Programs Blog

Monday, 14 October 2024

Location: 10˚ 14.2’S   178˚ 14.8’E , less than a hundred nautical miles southwest of Tuvalu

Weather: North East wind, Beaufort Force 3, Cumulus clouds

Hello from the Southern Hemisphere! My name is Timothy Chiu, I go to Carleton College in Minnesota, although I am from Long Island, New York. Now how the heck did I get here? Starting in Woods Hole, Massachusetts, I studied oceanography, nautical science, environmental communications, the carbon cycle, and marine environmental history from August 26th till October 4th. This is when I, and our wonderful class, traveled the ~20 hour plane ride to Fiji to meet the Robert C. Seamans, the vessel we’ll be traveling with on our 6-week journey. Now as I write this, we are on day 9 of our voyage, almost to Tuvalu.

Besides some seasickness, the start was amazing, learning the ship, where our bunks are, how to set the sails and tie the ropes. We heard so much about all the equipment we were supposed to use and now we can actually see it! On science deployments, once during the day and once at night, we deploy the hydrocast, which collects water at different depths, the phytoplankton net and meter net, which collects plankton samples from various depths, and the Neuston tow, which collects samples from the surface of the ocean. Science is really sciencing now! Now on a moving boat that primarily uses sails, how do we stop the boat? We jibe! This maneuver positions the sails and the rudder to slow the boat down to a crawl, limiting the movement of the boat. This allows the hydrocast to be deployed without trouble.

We use very fine mesh nets to collect what we want, plankton, and leave what we don’t want, water. We also collect plant material, tar, and larger organisms, which we separate after collection. Once we have everything separated like all the plankton, copepods, etc. that we want, then we get a biovolume. Scales don’t work well on boats since everything constantly moves so we use biovolume. This means we take a known volume, 10 ml, add the sample taken, and see how much changed, and mark down this change as our biovolume. We take the biovolume collected and divide that value by the total volume of water, which is found by the time the net was in the water, or the amount of water that passed through the net. This allows the biovolume of the sample divided by the volume of water, to find the density of organisms—in this case, plankton per unit of water.

Now after all this work, why does this matter? Knowing the density of plankton can tell us about the productivity per unit of water. Most of the ocean is made up of invertebrates, simplifying the food chain, with most of it being phytoplankton being eaten by zooplankton. Measuring density of phytoplankton or zooplankton per unit of water can tell us how many nutrients or other invertebrates are present in the water.

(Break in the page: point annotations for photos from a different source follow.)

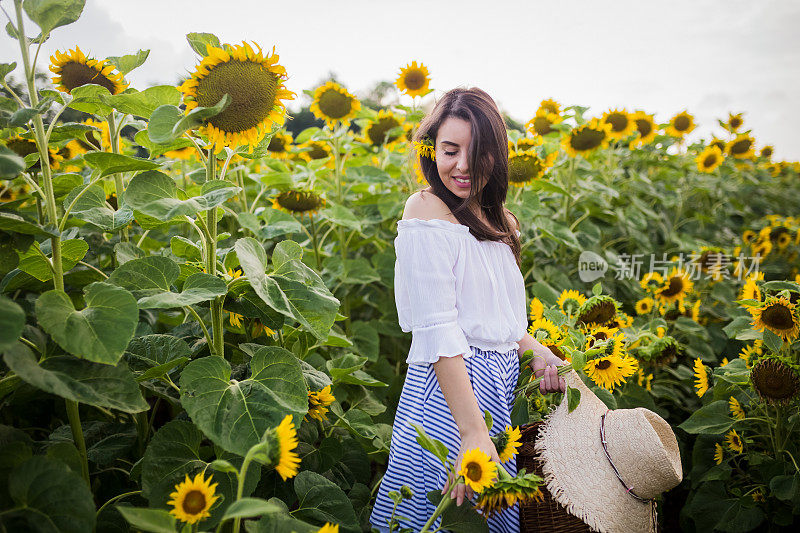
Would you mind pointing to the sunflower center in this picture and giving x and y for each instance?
(740, 147)
(334, 104)
(710, 160)
(778, 316)
(644, 127)
(194, 502)
(618, 121)
(380, 129)
(523, 168)
(675, 287)
(74, 74)
(682, 123)
(414, 80)
(251, 87)
(587, 138)
(474, 471)
(605, 364)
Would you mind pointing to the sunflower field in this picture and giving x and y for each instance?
(197, 319)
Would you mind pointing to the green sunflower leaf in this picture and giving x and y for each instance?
(50, 497)
(129, 62)
(101, 331)
(234, 414)
(109, 387)
(52, 14)
(155, 194)
(198, 287)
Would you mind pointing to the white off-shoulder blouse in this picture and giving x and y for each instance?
(453, 291)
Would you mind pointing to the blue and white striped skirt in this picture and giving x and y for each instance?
(493, 376)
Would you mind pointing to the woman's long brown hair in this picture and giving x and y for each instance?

This relationship makes up a large part of the ocean, and learning more about it can give a piece of the puzzle to the marine environment.

I hope everyone is doing great and having a wonderful fall! It is really hot here with a nice warm 90˚F. I want to shout out to my family and hope they are doing well, even if I’m not there right now! I also want to shout out all the way to Carleton college to all my friends waiting, especially Eli waiting so patiently for me to return! Love you! I guess that’s all, hope everything is going well, and we’ll be back before you know it!